After the user is logged in for a while, the SVservice crashes and the Writable volume and the App Stacks detach. Same template, same servers same app stacks and writable volumes stay attached when using the 2.13.3 agent.
anyone else having this issue?
The issue ended up being that you can not have 2 different App Volumes managers connected to the same vCenter. I was migrating from 2.10 to 2.14 and when one environment would scan vCenter it would detach the App Stacks and Writable volumes managed by the other environment. I finished the migration of my App Stacks to the new environment and shut down the old AV managers and the issue went away.
I am seeing this exact behavior after upgrading to 2.14. We are not using writable volumes, but everything else is the same as your situation.
No, never seen this behavior and we have users that are logged in for days on end..
Does the Appvolumes log or the Event log say anything?
We went back and completely uninstalled and re-installed the AV Agent after having this problem a few times. We also turned off all the new A-Sync mounts and queues as well.
Not sure which one did it, but we have not had a problem since then. We plan to continue running with this as we saw no performance increase at all with A-Sync anyway.
To update on jlenag's post, the issue has returned and we have entered in a support case with VMware about it. More details to follow.
The issue ended up being that you can not have 2 different App Volumes managers connected to the same vCenter. I was migrating from 2.10 to 2.14 and when one environment would scan vCenter it would detach the App Stacks and Writable volumes managed by the other environment. I finished the migration of my App Stacks to the new environment and shut down the old AV managers and the issue went away.
Just curious - were you using a shared datastore path with these two different managers? Or, with the new manager, did you run an import pointing to the path that the old manager is using? I noticed that an "import" doesn't actually copy anything, even if you set a new path. It just creates links to the imported path.
I'm facing the same issue and I had it narrowed down to either being caused by sharing a datastore path, or sharing a vCenter. I really hope it isn't the shared vCenter issue, as you determined, because I don't like cutting over to new versions like that. Yesterday I did a manual copy of all my appstacks to a new folder and I'm testing that today. Fingers crossed.
Our setup has the same vcenter, same datastores, but different folders in the datastores.
We copied only the appstacks we wanted to use with the new managers to a new folder in the datastore and then imported them from there.
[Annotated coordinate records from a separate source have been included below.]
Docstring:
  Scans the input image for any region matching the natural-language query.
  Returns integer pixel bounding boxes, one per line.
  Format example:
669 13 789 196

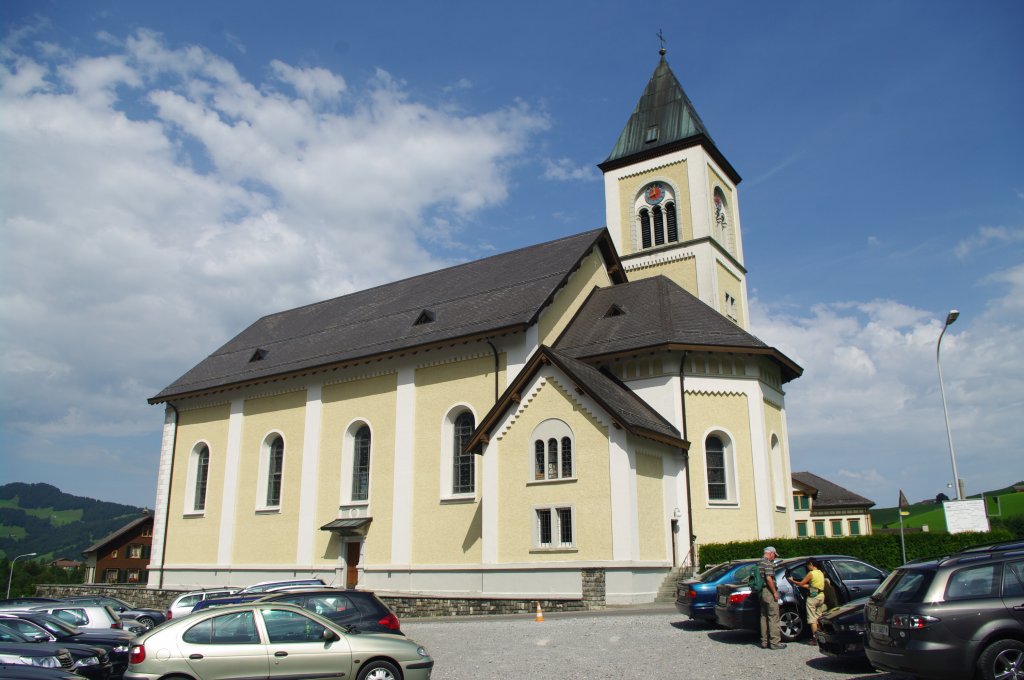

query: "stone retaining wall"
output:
36 569 605 619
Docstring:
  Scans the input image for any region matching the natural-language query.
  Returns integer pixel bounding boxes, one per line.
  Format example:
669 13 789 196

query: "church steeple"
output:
601 48 714 168
598 49 748 329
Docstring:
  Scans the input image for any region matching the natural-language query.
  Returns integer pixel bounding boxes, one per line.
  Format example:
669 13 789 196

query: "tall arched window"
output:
705 434 735 503
193 443 210 512
352 425 370 501
636 182 679 250
266 434 285 507
534 418 575 479
452 411 476 494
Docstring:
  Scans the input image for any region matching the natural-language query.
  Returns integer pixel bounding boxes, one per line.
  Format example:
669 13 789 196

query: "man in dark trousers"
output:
758 546 785 649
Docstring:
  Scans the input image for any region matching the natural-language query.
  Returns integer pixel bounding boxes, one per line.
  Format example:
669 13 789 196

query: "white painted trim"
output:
217 399 246 565
295 384 324 564
389 368 416 564
480 440 501 564
608 428 640 562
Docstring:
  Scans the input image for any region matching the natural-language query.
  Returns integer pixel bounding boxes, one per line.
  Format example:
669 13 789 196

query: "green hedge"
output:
698 529 1014 570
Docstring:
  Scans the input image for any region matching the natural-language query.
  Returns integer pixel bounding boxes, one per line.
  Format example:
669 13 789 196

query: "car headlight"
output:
0 654 60 668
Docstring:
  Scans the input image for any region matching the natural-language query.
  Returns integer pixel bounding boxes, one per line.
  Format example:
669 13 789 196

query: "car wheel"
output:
358 658 401 680
778 607 804 642
978 640 1024 680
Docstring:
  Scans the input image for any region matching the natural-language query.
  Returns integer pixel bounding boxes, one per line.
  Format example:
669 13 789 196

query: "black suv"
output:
864 541 1024 679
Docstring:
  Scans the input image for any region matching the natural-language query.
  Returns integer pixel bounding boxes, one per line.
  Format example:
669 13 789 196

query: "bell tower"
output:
598 47 749 330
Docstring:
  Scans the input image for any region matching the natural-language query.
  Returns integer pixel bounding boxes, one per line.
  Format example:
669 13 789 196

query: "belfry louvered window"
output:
636 182 679 250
We have still been seeing this issue intermittently, and are still waiting on support for a full explanation of what is going on.
Ah, that's disappointing to hear! But appreciated.
And for an additional data point, this actually started happening when I began a migration to 2.13.2 from 2.11, so it isn't exclusive to 2.14. On top of that, even when changing my test pools back to the snapshot with the 2.11 agent, appstacks are still disconnecting from them.
Just wanted to say that I haven't had any disconnects since I manually copied all of my appstacks to a new folder on the datastore. So right now my setup is working with a single vCenter, Appolumes manager 2.11 pointing to folder1, Appvolumes manager 2.14 pointing to folder2.
Sorry for the late reply. I had a similar set up as you jordanht I had a 2.11 manager pointing to /cloudvolumes/apps and 2.14 manager pointing to /cloudvolumes2/apps on the same vSAN datastore. I had copied the app stacks from one folder to the other and then imported them into the new AppVolumes manager before assigning them to the users.
The only thing that worked for me was to shutdown the old environment.
What support told me was that the AV manager scans vCenter and if it sees App Volumes that are attached that it thinks shouldn't be it detaches them.
Adam, can you share an SR# for when you contacted support on this issue?
Thanks, Jeremy
I sent it to you in a message.
When I asked why something like this wasn't documented my support engineer said that engineering told him that the config was neither supported or a best practice so they didn't think they needed to publish anything about it.